I’m reading a book right now with a hero who is a whiny angry jerk. But I’m sticking with it because I like the story and supporting characters.

It got me thinking about numerous other protagonists I disliked and still read their books. All of Stephen Lawhead’s antihero protagonists are that way. Harry Potter had book 5 where I just wanted to smack him. Twilight has Bella. I don’t think there’s ever been a Ted Dekker book where I liked his protagonist.

But often the supporting characters are awesome. The jerk hero is having an amazing adventure with amazing people. I can put up with his jerk-ness for their sake.

I want to say this is a literary device, but correct me if I’m wrong. Books like Pride and Prejudice start off by showing you the characters’ faults (Mr. Darcy is a BUTT and Lizzy isn’t much better). But then the author starts showing their good qualities, too, and by the end of the book, you love them.

Sometimes that does happen in modern books. When I meet a jerk protagonist, I hope they’ll improve and stick with them. Usually they do become slightly less odious by the end. Sometimes they don’t. But if their supporting cast and adventures are good enough, I don’t mind much.

Have you noticed yourself sticking with a book, not because you like the hero, but because the story is compelling? Who’s the last hero you remember not liking much at the beginning?

4 thoughts on “Unlikeable protagonists

  1. “Harry Potter had book 5 where I just wanted to smack him.” – Haha I felt like that too. Hmm, I haven’t really thought of any books where I don’t like the lead, but I’m sure there have been some – but the stories are so good it doesn’t matter!


  2. I can live with jerky characters if I can understand and sympathize with their jerkiness on some level. The MC’s parents were killed, or her best friend committed suicide, and they’re angry or whatever and not dealing well…but then I expect them to start to heal during the book, and that’s when the jerkiness subsides.

    I read a book not long ago where the MC got MORE jerky as the story unfolded. She became reckless and drug-addicted and hateful and selfish, and the end of the book was basically the message that she’s learned to accept herself that way. UGH. NO.

    I’ve also found that in YA the “snarky” voice has become popular, but too many authors don’t know how to do it right and it comes off as jerky.


    1. Kat: Yeah, snark has to walk that fine line between funny and jerk, and some people take it too far. Mostly the YA MCs I’ve read have been pretty tolerable, even likeable.
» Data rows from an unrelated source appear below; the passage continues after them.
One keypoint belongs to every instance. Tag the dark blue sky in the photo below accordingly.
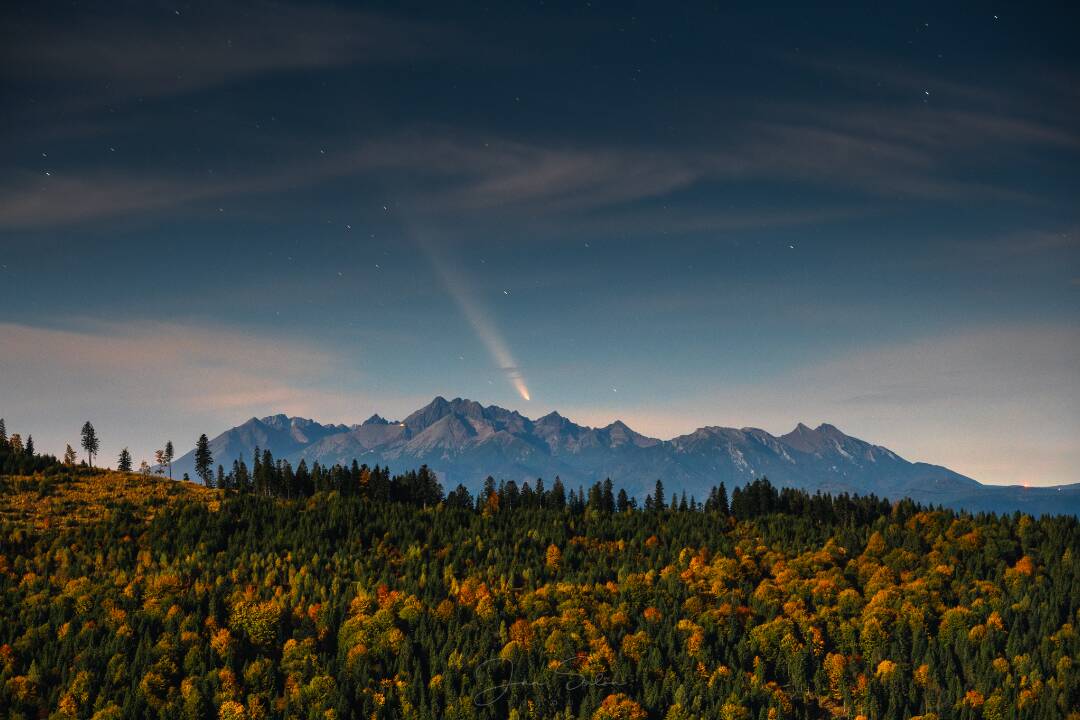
(675, 215)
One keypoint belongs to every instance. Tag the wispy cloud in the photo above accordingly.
(165, 378)
(149, 50)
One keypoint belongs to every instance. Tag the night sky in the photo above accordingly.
(673, 214)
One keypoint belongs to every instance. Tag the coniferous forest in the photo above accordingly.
(349, 593)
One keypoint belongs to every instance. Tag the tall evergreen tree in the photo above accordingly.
(90, 442)
(124, 461)
(170, 453)
(204, 460)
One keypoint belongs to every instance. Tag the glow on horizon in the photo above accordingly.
(458, 288)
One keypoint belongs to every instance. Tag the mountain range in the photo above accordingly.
(464, 442)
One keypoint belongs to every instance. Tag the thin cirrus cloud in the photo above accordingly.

More so for the MG books. It must be hard to write!

      Meg: It’s hard to think of a book with a lame hero when you liked the rest of the book. It’s like in Green Dolphin Street by Goudge, I just hated Mary Anne. It was like he’d married Miss Minchin. :-p


  3. I think Frankenstein is probably my top “I hate this main character” book, but he was supposed to be a sympathetic character. But he reacts like an an 18-year-old girl would react to pretty much everything (which makes sense, considering an 18-year-old girl wrote it). But he’s not jerky. He’s just a humongous wuss who refuses to take responsibility for his actions.

    I don’t really feel for the monster either though. He reacts to Frankenstein’s presence extreme violence (he kills Frankenstein’s youngest brother) then has the GALL to ask for Frankenstein to create a female monster so they can be happy together. How can you make those kinds of demands when you just MURDERED?

    I’d also The Great Gatsby is like that. ALL the main characters had completely nonredeemable flaws, and I didn’t feel the slightest bit sorry when they all died in the end. It’s no more than they deserved.